Monde
11H18 - vendredi 13 mars 2020

Richard Delepierre : mes cent premiers jours à la Mairie du Chesnay-Rocquencourt

 

Vous êtes candidat à la mairie d’une nouvelle commune, résultat de la fusion du Chesnay et de Rocquencourt près de Versailles. C’est un baptême du feu ?

C’est un baptême du feu pour tout le monde, candidats et électeurs, puisqu’on vient de passer un peu plus d’un an en cohabitation avec deux conseils municipaux qui avait été élus chacun de leur côté. Donc une représentation avec deux conseils municipaux très asymétriques puisque la commune de Rocquencourt ne comptait que 3500 habitants pour vingt-deux élus alors que le Chesnay avec ses 30.000 habitants n’avait que trente-cinq élus. Il était important de rééquilibrer tout cela et de permettre à l’ensemble du corps électoral de choisir son nouveau conseil.

 

Est-ce que cette fusion est une bonne nouvelle pour les habitants de ces deux communes ?

C’est une décision qui a été votée à l’unanimité dans les deux conseils et qui va dans le bon sens. Aujourd’hui elle n’est pas encore effective et j’espère que dans six ans on pourra se dire que cela aura été une bonne nouvelle. Mais cela suppose que l’équipe qui sera élue se sera montrée active pour ancrer la petite commune dans la grande et notamment cette partie de Rocquencourt qui est excentrée de la ville et qui est coupée par deux départementales.

Cette partie de la ville représente un vrai défi, à la fois un défi urbanistique et un défi d’accueil, car ce quartier qui est isolé est celui qui accueille aujourd’hui des familles nouvelles. C’est sans doute le seul quartier qui offrira du potentiel d’évolution en termes de construction de logements, d’équipements de services, puisqu’on pourrait avoir de la libération de foncier là-bas.  

Mon défi si je suis élu sera de trouver une communauté de destin à cette commune nouvelle. Nous devons réussir cette fusion dans les années à venir.

 

Une raison budgétaire vaut-elle de sacrifier deux destins parallèles, deux communes différentes ?

La décision un peu précipitée de fusionner était surtout liée au fait de faire lever la carence de logements sociaux sur la commune du Chesnay qui supportait une pénalité de plus de 1 million d’euros. Le Chesnay et Rocquencourt étaient déjà deux communes voisines avec des choses en commun depuis plus de cinquante ans, telles que la paroisse, le cimetière, un centre commercial et une très grande copropriété installée sur les deux communes. Cette fusion doit maintenant se réaliser en vrai, du point de vue des habitants qui ne doivent pas avoir l’impression qu’une commune a été mangée par l’autre.

 

Comment s’appelle l’habitant du Chesnay-Rocquencourt ?
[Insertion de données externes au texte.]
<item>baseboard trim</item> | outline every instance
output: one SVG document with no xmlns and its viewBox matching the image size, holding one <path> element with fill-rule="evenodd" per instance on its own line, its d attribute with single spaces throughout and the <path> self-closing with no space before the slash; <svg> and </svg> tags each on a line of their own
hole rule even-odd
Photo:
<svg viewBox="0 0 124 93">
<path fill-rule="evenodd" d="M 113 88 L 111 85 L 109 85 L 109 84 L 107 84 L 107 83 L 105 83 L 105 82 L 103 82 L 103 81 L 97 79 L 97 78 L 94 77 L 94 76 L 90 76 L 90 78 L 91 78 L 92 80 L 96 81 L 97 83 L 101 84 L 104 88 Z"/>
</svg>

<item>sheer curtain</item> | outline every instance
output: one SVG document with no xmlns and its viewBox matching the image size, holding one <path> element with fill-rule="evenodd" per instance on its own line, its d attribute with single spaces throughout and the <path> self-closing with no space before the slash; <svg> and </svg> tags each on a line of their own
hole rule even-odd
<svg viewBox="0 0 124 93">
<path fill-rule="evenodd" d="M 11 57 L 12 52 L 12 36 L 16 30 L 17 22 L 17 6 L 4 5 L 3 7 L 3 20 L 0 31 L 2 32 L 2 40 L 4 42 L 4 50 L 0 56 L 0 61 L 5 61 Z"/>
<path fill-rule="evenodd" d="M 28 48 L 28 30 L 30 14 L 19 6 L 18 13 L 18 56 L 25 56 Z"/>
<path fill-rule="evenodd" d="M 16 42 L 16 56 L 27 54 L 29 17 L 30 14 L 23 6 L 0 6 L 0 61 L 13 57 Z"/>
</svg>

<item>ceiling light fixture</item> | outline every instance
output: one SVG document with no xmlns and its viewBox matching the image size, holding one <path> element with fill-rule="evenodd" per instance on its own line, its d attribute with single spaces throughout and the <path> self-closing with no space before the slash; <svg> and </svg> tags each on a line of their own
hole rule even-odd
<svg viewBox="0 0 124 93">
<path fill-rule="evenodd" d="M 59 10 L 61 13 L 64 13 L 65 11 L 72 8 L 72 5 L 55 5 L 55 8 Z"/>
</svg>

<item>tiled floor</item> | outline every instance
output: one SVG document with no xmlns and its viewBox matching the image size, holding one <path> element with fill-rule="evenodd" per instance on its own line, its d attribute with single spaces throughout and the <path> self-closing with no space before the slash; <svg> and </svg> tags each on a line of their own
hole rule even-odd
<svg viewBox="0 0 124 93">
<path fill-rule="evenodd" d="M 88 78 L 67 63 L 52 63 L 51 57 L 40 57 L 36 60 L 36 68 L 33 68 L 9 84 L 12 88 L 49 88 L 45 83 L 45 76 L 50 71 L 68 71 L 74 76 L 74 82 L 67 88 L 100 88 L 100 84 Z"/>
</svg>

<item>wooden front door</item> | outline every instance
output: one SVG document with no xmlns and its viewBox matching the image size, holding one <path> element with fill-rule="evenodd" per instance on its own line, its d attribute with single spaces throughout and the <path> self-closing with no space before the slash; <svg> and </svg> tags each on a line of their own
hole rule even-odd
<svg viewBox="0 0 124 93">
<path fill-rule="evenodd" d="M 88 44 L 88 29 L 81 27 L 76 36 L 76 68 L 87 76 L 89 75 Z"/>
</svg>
Il s’appelle le Chesnaycourtois. Je ne sais pas si ce nom sera éternel mais c’est celui qui a été choisi au moment de la fusion administrative.

 

Quel est, en deux mots, le sens de votre candidature ?

C’est clairement une candidature de renouveau. Les précédents maires de Rocquencourt et du Chesnay sont élus, un depuis 18 ans, l’autre depuis 37 ans. Donc l’usure est là. Pour préparer l’arrivée d’une commune nouvelle, nous pensons qu’il faut une équipe profondément renouvelée et un maire jeune et dynamique. 

 

Autre singularité : les Chesnaycourtois auront leur maire dès dimanche 15 mars !

Sauf à ce qu’il y ait parfaite égalité entre les deux listes, oui, car il n’y a que deux listes qui se présentent, il ne peut donc y avoir de second tour. 

 

Quelle sera la première décision que vous prendrez si vous êtes élu maire ?

Après avoir voté le budget, la première décision politique sera d’installer les conseils de quartier qui font véritablement défaut à cette commune.

 

Concernant la crise du coronavirus vous ne craignez pas qu’elle ne biaise les résultats, en faisant baisser le taux de participation ?

Le contexte de santé publique n’est pas propice, et dans cette municipale c’est évidemment un élément d’inquiétude que nous tentons de prendre en main en facilitant les déplacements dans nos bureaux de votes. Nous travaillons sur l’importance d’aller voter, et nous n’avons pas ressenti d’inquiétude particulière chez les personnes âgées qui nous disent qu’elles iront voter car y elles y sont habituées.